I’d been anxious, in the days leading up to the Reunion, because, let’s face it, a lot of my classmates are painfully successful, some of them in fields where I’d like to excel: Rick Moody, Jeffrey Eugenides, Todd Haynes, to name three. Another three are writers for some of television’s biggest hits, and they spoke at not one but two panel discussions during the weekend: Jonathan Groff (How I Met Your Mother), Ian Maxtone-Graham (The Simp­sons), and Kit Boss (King of the Hill). And mean­while, I’m unemployed, unpublished, and struggling. I was prepared to brandish my French residency like a shield, and although folks did seem pleased to know, and they did seem to consider it an achievement, I had no need to be defensive. Nobody high-hatted me. Indeed, I felt less snobbishness now among my classmates than I felt 25 years ago. Are we growing up?

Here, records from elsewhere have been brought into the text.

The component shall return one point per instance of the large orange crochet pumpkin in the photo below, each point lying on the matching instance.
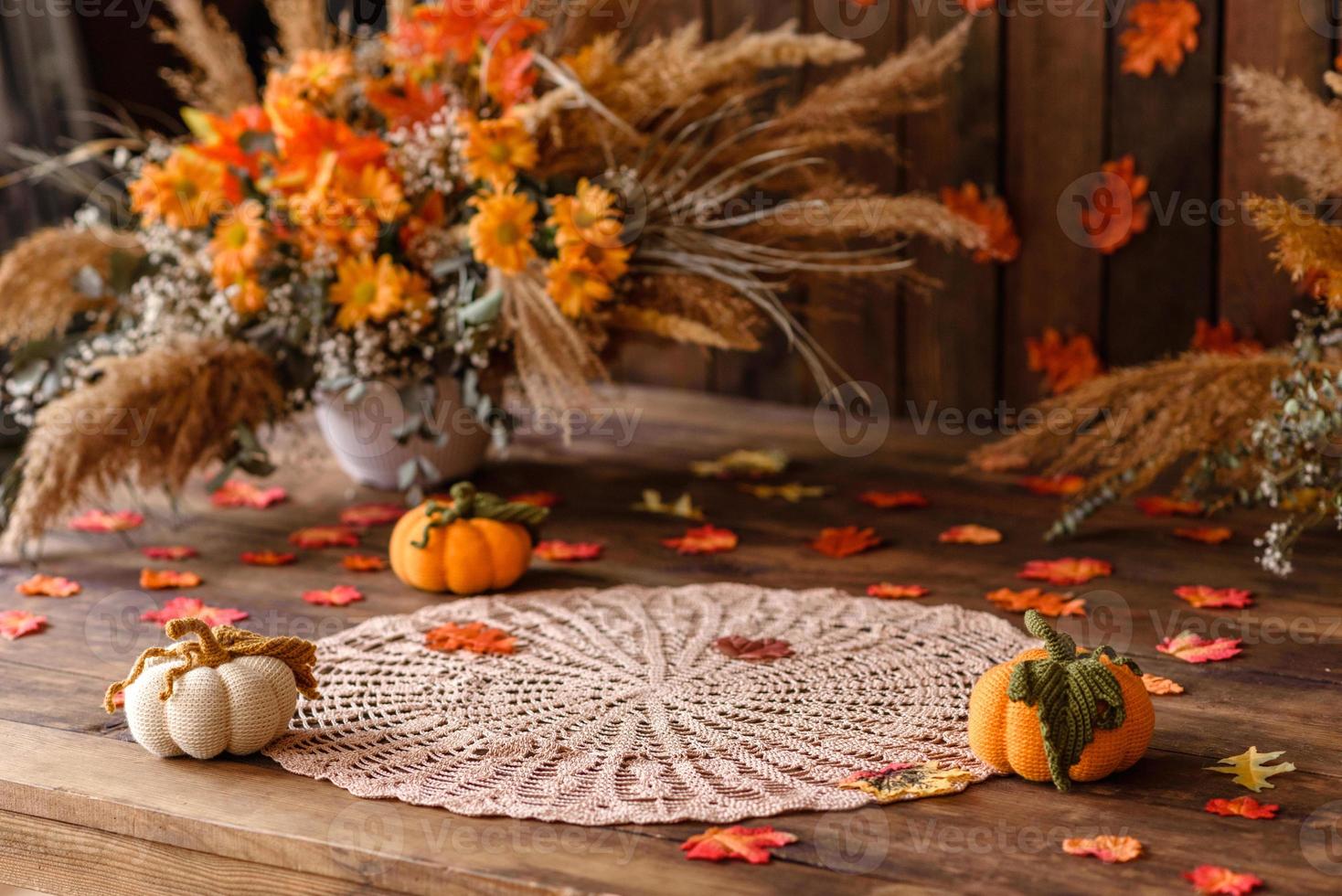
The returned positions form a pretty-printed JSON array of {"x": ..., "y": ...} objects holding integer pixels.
[
  {"x": 1059, "y": 714},
  {"x": 476, "y": 542}
]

Melia, photographed by some doofus she dated in college

I spent most of my Sunday in Boston with Melia and her family, terrific people in the aggregate — and what’s more, I realized afterward that each of them had reached out to me individually. In little Ilana’s case, this consisted of locking me in her room and insisting that I read her a book — not a story, but a 300-page book — while she shouted, “You’re mine! You’re mine!” In husband Chuck’s case, this consisted of going for a walk and talking quietly about Guy Stuff. And in young Jeremy’s case, this consisted of reciting Marx Brothers routines together. Out of all my friends’ children, Jeremy is the only one who’s “inherited” my love of the Marxes, and as a result ours is a special relationship. Shortly before it came time for me to leave, Jeremy found me in the dining room. He sort of butted against me, and only after his arms slapped hurriedly against my sides and he backed abruptly away did I realize he’d just hugged me, the way 12-year-old boys hug.

Melia and I went next to Steve Biel’s house, where he was throwing a Brown Reunion of his own, a barbecue that in many ways resembled the kinds of parties he used to throw when we were at school, with many of the same faces, and my college girlfriend at my side. We talked into the night as if we were still undergraduates, and I caught the last train back to Providence, and climbed College Hill to my dorm room in West Quad. The next morning, I returned to New York, and a more-present past.

I am a camera.
Cathy Karnow takes better pictures, though.

©Catherine Karnow

So what did I learn from these encounters? Perhaps not lessons but reminders of lessons: after all, it’s been clear to me for some time that my education at Brown was not merely intellectual or cultural but also social and sentimental. The books and ideas I found there are still with me, and so are a great many of the people. Some of the friends are like books that I read and then place on a shelf, then return to years later and find every bit as valuable and enriching as before, with new insights waiting to be gleaned among the familiar. Others of my old friends are like whole libraries to me, from whose shelves I have yet to stray, and at any moment I may find among them the stories I need.

Yet perhaps I’m struck most profoundly by what Elise said at the beginning of the weekend: other people do not have this experience of college. If I thrived at Brown, if I have carried its treasures forward to the rest of my life, I like to think that this is a function not of any quality of my own but of the eternal and virtuous brilliance of the men and women I met there. What extraordinary people they were and are! It’s strange to recall that I applied to any other school, so right was Brown for me, so much did it shape the person I am now. Though I seldom return to Brown itself, the Brown Community is never far from me.

Bill and Cathy

UPDATE: Merrill Gruver informs me that all three of her children are Marx Brothers fans. This raises the distinct possibility that, at my funeral, an entire chorus of my friends’ children may sing “Hello, I Must Be Going.”